Seminar on "Meta-instruments: Sensors, software, and LEGOs to make instruments faster, cheaper, and better."

Date: 

Monday, April 10, 2017 - 3:30pm to 4:30pm

Location: 

Elings Hall, room 1605

Speaker: 

Prof. Will Grover
Instruments play a crucial role in a variety of different fields.  From a lowly pH meter in a chemistry lab, to a sophisticated DNA sequencer in a hospital laboratory, instruments provide vital information that drives research and informs patient treatment.  However, the process of developing new instruments for important applications is frustratingly slow and inefficient, for three main reasons.  First, developing instruments requires a combination of science and engineering skills that not all researchers possess.  Second, instruments are built out of a variety of expensive interdisciplinary parts that are not designed to work well with each other.  And third, instruments typically only do one or two different things, meaning that entire new instruments are needed to address new applications.  In this talk I’ll share our recent attempts to solve these three problems and make instruments faster to develop, cheaper to build, and more versatile.  This work includes a system of LEGO-like “building blocks” we developed that can be “clicked together” to build custom research instruments, software we are writing that automates the design of microfluidic chips, and inexpensive mass sensors we created that support applications in fields as diverse as materials science, toxicology, drug development, agriculture, and environmental monitoring.  These are our preliminary steps toward developing “meta-instruments,” a framework of hardware and software components that will ultimately enable any researcher to quickly and easily develop custom tools for their own research needs.
 
William H. Grover is an Assistant Professor in the Department of Bioengineering at the University of California, Riverside.  Before joining the faculty at UC Riverside, Dr.
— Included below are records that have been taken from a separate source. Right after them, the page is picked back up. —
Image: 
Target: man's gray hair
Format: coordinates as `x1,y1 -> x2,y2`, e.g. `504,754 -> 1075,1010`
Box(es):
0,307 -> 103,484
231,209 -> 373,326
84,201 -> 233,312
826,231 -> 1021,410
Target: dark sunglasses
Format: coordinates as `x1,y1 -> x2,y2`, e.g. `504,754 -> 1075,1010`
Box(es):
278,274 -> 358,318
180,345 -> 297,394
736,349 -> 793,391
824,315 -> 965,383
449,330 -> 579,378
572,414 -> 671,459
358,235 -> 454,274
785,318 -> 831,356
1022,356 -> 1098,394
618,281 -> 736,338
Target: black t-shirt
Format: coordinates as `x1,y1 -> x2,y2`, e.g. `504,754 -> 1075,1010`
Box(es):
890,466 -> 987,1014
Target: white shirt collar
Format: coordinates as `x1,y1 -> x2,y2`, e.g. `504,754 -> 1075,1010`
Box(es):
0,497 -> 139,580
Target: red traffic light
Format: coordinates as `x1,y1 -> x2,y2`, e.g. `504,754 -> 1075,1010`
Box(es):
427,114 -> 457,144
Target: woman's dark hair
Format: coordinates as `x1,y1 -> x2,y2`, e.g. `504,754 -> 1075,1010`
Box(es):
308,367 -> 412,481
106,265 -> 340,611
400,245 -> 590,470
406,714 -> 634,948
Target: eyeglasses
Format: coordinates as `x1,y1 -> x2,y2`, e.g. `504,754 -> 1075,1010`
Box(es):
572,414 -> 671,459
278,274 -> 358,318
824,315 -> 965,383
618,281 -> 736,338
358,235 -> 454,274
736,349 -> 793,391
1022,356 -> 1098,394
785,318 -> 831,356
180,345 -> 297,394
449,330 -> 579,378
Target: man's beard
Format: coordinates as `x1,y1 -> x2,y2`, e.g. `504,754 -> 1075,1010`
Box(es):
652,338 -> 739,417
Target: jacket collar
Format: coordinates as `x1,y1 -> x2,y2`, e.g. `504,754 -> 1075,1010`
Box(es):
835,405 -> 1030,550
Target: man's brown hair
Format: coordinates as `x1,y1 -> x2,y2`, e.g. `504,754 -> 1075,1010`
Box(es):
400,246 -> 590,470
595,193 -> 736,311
Grover was a postdoctoral associate and research associate in the Biological Engineering Division at Massachusetts Institute of Technology, where he made the first precision measurements of the density of single cells in the lab of Prof. Scott Manalis.  As a graduate student in Chemistry in the lab of Prof. Richard Mathies at the University of California, Berkeley, Dr. Grover developed the first microfluidic valves suitable for large-scale use in glass microfluidic devices; these valves have been cited over 500 times and are the subject of several issued US patents.  At UC Riverside, Dr. Grover’s lab develops instruments for biological and medical diagnostic applications.  Dr. Grover also directs the TEC Center at UC Riverside, an “experimental research makerspace” where large numbers of undergraduates use a novel system of “building blocks” to create instruments and gain research experience.